Working people built this country, but for decades our political and economic systems have been corrupted to favor corporate power at the expense of workers, unions, and small businesses. Lobbyists and wealthy donors have hollowed out labor protections and rewritten the rules to weaken collective bargaining, suppress wages, and concentrate power at the top. I believe rebuilding the middle class starts with rebuilding unions and restoring real democratic power in the workplace. That means repealing the Taft-Hartley Act, strengthening collective bargaining, protecting the right to organize and strike, and ensuring workers can form unions through card check and secure a first contract without endless corporate obstruction. Unions are not a special interest—they are one of the strongest antidotes to corruption and one of the most effective tools we have for raising wages, improving working conditions, and creating broadly shared prosperity.

 

Corporate union-busting and labor law violations are not accidents; they are business strategies enabled by weak enforcement and political influence. That must end. I support aggressive enforcement of labor laws, fully funding OSHA, the NLRB, and the Department of Labor, strong whistleblower protections, and treating wage theft and workplace safety violations as serious crimes.

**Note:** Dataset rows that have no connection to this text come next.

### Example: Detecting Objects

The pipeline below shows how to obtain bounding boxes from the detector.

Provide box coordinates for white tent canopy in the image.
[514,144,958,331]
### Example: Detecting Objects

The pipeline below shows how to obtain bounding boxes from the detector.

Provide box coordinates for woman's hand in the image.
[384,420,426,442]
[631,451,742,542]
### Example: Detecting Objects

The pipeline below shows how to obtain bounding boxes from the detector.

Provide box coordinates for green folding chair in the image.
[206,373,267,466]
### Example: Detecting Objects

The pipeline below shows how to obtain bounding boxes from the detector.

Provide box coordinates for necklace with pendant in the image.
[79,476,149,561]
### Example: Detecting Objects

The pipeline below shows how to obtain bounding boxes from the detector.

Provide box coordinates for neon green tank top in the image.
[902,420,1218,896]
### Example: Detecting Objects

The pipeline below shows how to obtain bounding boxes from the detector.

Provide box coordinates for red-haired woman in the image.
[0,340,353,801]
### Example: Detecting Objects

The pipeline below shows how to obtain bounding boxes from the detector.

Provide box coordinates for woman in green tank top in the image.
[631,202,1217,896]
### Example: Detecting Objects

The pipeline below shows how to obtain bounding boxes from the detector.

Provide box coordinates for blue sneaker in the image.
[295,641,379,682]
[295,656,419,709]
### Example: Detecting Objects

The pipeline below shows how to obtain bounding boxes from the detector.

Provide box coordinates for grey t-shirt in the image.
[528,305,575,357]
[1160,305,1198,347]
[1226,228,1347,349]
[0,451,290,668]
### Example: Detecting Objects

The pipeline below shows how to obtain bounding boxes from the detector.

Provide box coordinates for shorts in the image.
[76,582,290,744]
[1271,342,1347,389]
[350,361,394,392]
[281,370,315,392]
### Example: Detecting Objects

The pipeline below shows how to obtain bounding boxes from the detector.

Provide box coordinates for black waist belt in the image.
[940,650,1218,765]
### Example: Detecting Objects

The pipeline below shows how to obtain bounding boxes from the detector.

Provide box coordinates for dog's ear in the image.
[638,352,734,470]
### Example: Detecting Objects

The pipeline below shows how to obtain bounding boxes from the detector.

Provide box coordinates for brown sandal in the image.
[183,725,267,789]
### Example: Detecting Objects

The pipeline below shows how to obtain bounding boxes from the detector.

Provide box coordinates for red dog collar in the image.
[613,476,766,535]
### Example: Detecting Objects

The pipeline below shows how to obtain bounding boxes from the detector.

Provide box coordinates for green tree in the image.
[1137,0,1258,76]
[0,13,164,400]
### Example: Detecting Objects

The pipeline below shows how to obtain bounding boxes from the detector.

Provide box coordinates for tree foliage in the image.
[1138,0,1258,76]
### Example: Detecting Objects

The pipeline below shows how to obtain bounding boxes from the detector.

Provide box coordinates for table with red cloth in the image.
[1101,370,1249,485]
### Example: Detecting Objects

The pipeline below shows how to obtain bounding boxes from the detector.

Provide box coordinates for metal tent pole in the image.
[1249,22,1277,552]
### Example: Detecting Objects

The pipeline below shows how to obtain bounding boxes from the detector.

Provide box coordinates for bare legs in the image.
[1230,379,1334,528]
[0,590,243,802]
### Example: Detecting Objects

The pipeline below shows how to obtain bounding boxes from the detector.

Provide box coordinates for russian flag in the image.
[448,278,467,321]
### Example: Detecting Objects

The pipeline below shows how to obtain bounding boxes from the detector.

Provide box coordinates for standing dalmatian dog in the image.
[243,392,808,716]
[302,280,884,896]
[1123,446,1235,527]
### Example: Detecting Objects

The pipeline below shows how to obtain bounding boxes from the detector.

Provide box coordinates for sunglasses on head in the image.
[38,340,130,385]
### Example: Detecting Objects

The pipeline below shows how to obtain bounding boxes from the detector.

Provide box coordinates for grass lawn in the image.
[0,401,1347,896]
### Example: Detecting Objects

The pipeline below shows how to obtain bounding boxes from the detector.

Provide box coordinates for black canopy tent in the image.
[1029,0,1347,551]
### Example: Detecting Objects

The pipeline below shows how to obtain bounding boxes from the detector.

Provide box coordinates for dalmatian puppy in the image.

Companies that intimidate workers, retaliate against organizers, or violate labor standards should face meaningful penalties and lose access to federal contracts and subsidies. Public money should never reward employers who break the law or silence workers—it should go only to companies that respect workers’ rights.

 

The economy has changed, but labor law has been deliberately kept outdated to benefit powerful corporations. I support ending worker misclassification and gig-economy exploitation by enforcing employee status and extending full labor protections to all workers. I also support expanding sectoral bargaining so workers can negotiate fair wages and standards across entire industries, not just one workplace at a time. Public-sector workers—including teachers, nurses, firefighters, and other essential workers—must have their collective bargaining rights fully protected from political attacks that are often driven by austerity narratives and anti-union ideology rather than fiscal reality.

 

A pro-worker economy also requires direct public investment, not corporate welfare disguised as economic policy. I support investing in workers and communities through apprenticeship programs, workforce training, and support for small businesses, instead of funneling subsidies and tax breaks to large corporations that outsource jobs and bust unions. I also support a Federal Jobs Guarantee so that anyone willing and able to work can access a dignified job with a living wage, healthcare, paid leave, and training—while rebuilding infrastructure, caring for seniors, strengthening communities, and meeting real public needs.

 

Workers deserve long-term security, not just short-term paychecks in a system designed to maximize shareholder value. I support modernizing labor law to include stronger enforcement, worker representation in corporate governance, portable benefits that follow workers across jobs, and robust protections for pensions and retirement security. As productivity rises, workers—not executives and shareholders alone—should share in the gains through higher pay, better benefits, and more time with their families, rather than longer hours and greater insecurity.

 

Finally, a fair labor system requires a fair tax system. For too long, we have taxed work heavily while allowing massive concentrations of wealth and corporate power to escape responsibility through loopholes, lobbying, and regulatory capture. I support reforming the tax code to tax wealth and corporate concentration more fairly, so working people are no longer asked to carry the burden alone. An economy that values labor over exploitation and democracy over corruption is not just fairer—it is stronger, more stable, and better for everyone.